Every measure seems designed to push the Labour Party into a corner, and into the sort of position that looks bad to middle England and the kind of socially conservative, traditionally minded Leave-inclined voters so numerous in the red wall seats and beyond. Usually, crime bills are the most effective in this cynical exercise, as was found during the last parliament when Labour went about its legitimate business of contesting and scrutinising legislation and was rewarded by being painted as the friend of the felon. So it will no doubt prove again. 

Thus, the asylum bill is designed to leave Labour “on the side of” the kinds of people that make sections of the electorate anxious for risking their lives crossing the Channel just for a chance of a better life and to escape war, persecution and poverty.
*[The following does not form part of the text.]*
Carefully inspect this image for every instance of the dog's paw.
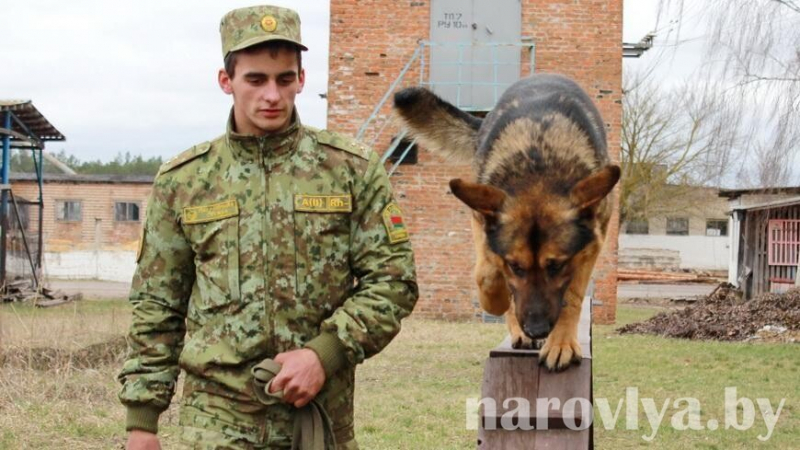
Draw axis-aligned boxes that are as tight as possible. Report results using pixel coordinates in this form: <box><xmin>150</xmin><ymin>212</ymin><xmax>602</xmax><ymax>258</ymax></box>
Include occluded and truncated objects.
<box><xmin>539</xmin><ymin>336</ymin><xmax>582</xmax><ymax>372</ymax></box>
<box><xmin>511</xmin><ymin>333</ymin><xmax>535</xmax><ymax>349</ymax></box>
The Judicial Review Bill will be similarly crafted to demonise the courts, including the Supreme Court, and metropolitan “lefty lawyers” (such as Sir Keir Starmer QC), who have nothing better to do than pursue “vexatious” cases against service personnel and frustrate the democratic will of the people by striking down the laws passed by the Commons and the “people’s government”, laws which just happen to take human rights away. It is surely only a matter of time before Priti Patel recycles that famous line about the judges being “enemies of the people”, again to predictable outrage but the quiet approval of the “left behind”.

As it happens, the Judicial Review Bill appears an act of spite for the Supreme Court’s role in Brexit and for ruling unlawful the prorogation of parliament last year, but its current and future constitutional expediency is just as clear – it will be useful to clip the Supreme Court’s powers ahead of any future judicial challenges over Scotland’s right to self-determination, the Good Friday Agreement or Brexit. 

The Electoral Integrity Bill will introduce voter ID and could suppress the vote of some, but will leave Labour, again according to the Tory spin, on the wrong side of history. It will be straight from the Donald Trump playbook. The Draft Victims Bill is a blatant attempt to ally Labour with the rights of criminals, though Sir Keir dodged that one by offering cross-party support to the measure.

The Draft Online Safety Bill seems a good way to push Labour into appearing to be the defender of criminals. It is only a small wonder that some stray line about the invaluable role of the monarchy wasn’t included, just to get Jeremy Corbyn to stand up in the House of Commons, now of all times, and demand the immediate establishment of a socialist republic and to turn Windsor over to the homeless.

The Queen’s Speech was, then, a kind of plan for our culture wars, a way to outflank Labour on the traditional battlegrounds of the economy and social justice, and instead lead them onto the battlegrounds of Britain’s ever more bitter culture wars. It is a strategy that has served the Conservatives well, electorally, but hasn’t done the country very much good. Given that the prime minister is thought to want to beat Margaret Thatcher’s 11 years in power, and will shortly win back the right to play politics with the timing of a general election, and the weakness of the opposition parties, perhaps Britain shouldn’t expect the culture wars to end soon.